Colours: {'green', 'blue', 'red', 'orange'}
Object type of colours variable: <class 'set'>
Chess Pieces: {'pawn', 'knight', 'rook', 'king', 'queen', 'bishop'}
Object type of chess_pieces variable: <class 'set'>

Notice how even though duplicate values were passed in, all the elements of the set are unique and duplicates are ignored.

Tip

To create an empty set, use variable = set(), as variable = {} would create an empty dict object.
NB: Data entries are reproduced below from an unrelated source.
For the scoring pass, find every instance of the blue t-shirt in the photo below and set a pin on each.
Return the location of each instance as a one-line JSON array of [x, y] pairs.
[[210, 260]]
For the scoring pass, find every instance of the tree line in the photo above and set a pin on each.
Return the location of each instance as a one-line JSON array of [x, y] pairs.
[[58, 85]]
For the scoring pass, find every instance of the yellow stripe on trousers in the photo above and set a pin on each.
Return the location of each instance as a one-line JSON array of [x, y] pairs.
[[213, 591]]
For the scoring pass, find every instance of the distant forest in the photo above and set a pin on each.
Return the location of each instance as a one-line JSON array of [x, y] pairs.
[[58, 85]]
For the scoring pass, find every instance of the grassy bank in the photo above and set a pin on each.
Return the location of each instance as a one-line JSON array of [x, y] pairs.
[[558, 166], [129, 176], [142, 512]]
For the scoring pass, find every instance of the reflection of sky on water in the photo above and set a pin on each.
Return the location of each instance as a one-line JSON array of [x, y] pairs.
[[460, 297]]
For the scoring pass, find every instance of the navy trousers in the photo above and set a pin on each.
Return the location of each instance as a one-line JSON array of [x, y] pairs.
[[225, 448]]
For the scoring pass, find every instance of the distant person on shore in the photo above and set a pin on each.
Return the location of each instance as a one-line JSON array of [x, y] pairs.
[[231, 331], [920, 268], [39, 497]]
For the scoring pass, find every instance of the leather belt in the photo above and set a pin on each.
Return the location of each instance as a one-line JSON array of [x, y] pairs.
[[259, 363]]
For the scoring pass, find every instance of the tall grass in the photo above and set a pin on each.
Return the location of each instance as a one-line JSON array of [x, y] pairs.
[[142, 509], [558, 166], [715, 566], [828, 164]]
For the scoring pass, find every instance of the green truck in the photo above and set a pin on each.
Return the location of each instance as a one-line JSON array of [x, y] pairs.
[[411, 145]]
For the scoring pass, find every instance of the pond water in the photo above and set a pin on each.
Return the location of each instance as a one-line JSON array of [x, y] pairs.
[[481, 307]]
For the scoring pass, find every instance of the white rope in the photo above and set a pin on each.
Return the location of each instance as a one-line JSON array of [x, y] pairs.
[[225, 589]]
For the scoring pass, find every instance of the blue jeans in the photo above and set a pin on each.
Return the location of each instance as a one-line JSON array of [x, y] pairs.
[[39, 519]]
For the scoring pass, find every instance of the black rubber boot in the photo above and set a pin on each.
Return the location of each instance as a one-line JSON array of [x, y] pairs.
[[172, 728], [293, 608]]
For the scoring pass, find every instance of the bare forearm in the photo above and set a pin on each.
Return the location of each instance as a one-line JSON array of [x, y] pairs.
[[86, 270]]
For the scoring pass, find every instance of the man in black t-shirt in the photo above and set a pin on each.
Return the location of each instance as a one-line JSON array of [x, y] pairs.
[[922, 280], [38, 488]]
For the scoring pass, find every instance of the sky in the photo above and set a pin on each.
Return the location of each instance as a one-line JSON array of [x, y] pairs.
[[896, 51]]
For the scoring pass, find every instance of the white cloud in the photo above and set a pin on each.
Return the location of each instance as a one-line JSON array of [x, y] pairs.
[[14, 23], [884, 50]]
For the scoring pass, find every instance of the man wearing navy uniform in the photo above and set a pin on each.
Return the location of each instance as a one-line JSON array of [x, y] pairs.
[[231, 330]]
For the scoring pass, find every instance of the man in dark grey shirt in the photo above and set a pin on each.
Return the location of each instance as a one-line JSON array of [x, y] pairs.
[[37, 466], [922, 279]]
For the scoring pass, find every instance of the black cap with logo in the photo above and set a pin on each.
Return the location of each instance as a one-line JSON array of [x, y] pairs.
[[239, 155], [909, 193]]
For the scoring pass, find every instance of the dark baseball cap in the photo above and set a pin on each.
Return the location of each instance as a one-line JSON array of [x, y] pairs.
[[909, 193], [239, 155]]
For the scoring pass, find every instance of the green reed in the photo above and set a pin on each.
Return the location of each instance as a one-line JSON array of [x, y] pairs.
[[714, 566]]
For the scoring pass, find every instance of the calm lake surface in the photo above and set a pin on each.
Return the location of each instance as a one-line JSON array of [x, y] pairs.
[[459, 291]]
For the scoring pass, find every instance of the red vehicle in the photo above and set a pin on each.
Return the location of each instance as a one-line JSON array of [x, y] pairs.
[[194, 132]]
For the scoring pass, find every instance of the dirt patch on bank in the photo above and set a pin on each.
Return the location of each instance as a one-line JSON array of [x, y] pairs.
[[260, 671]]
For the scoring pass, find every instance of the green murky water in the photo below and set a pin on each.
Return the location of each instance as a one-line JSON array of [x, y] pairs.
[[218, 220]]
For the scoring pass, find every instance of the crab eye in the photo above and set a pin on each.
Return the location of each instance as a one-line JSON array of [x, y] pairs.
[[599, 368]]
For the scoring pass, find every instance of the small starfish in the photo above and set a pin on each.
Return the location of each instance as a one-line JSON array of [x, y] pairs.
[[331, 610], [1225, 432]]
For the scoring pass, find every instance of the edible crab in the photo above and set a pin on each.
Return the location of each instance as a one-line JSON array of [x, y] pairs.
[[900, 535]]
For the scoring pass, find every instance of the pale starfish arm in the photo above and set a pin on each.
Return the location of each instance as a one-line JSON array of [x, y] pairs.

Sets can use most of the familiar control structures in Python iterables such as for loops and membership testing. Other familiar functions for sequences also work such as set.clear(), set.copy(), len(set), and so on.

Managing Set Elements

Because of their mathematical underpinnings, sets have functionality that other iterables do not.

Adding Elements

Unlike other iterables, there is no append() or insert() methods for sets as the order is not guaranteed. Instead, sets use add(), and update():

Adding Elements to Sets
1
2
3
4
5
6
s1 = {1, 2, 3}
s2 = {3, 4, 5}
s1.add(4)
print(f"Set 1 after adding 4: {s1}")
s1.update(s2) # (1)
print(f"Set 1 after adding Set 2: {s1}")
  1. Adding two sets is referred to as the union of sets. In this case, the union of s1 and s2 is assigned to s1. See Merging Dictionaries for usage of update() method.

Would output:

Set 1 after adding 4: {1, 2, 3, 4}
Set 1 after adding Set 2: {1, 2, 3, 4, 5}

It is important to understand that adding the duplicate elements to a set will be ignored as the unique element already exists.

Removing Elements

Python offers two methods to remove elements from a set, remove(), and discard().

Discarding Elements
1
2
3
4
5
manager_nodes = {"host1", "host7", "host12"}
print(f"Manager Nodes: {manager_nodes}")
manager_nodes.discard("host7")
manager_nodes.discard("host13")  # (1)
print(f"Manager Nodes after discarding: {manager_nodes}")
  1. This will not raise an error if "host13" is not present. See tip below.

Would output:

Manager Nodes: {'host1', 'host7', 'host12'}
Manager Nodes after discarding: {'host1', 'host12'}
Remove with Caution!

Trying to use the set.remove() method on an element that doesn't exist in the set will result in a KeyError exception. This may be useful in some situations, it is good to be aware of both options.

Comparing Sets

Subsets and Supersets

It is possible to compare sets, returning a boolean value. When all the elements of one set are contained in a second set, the first set is called a subset of the second, and the second is called a superset of the first. Testing for subsets and supersets is common. Below is a table showing comparison operators for raw sets:

Statement True/False? Explanation
{2,3} < {2,3,4} The first set is a subset of the second.
{2,3} < {2,3} The first set is not greater than the second.
{2,3} <= {2,3,4} The second set is a superset of the first.
{2,3} >= {2,3,4} The first set is not a superset of the second.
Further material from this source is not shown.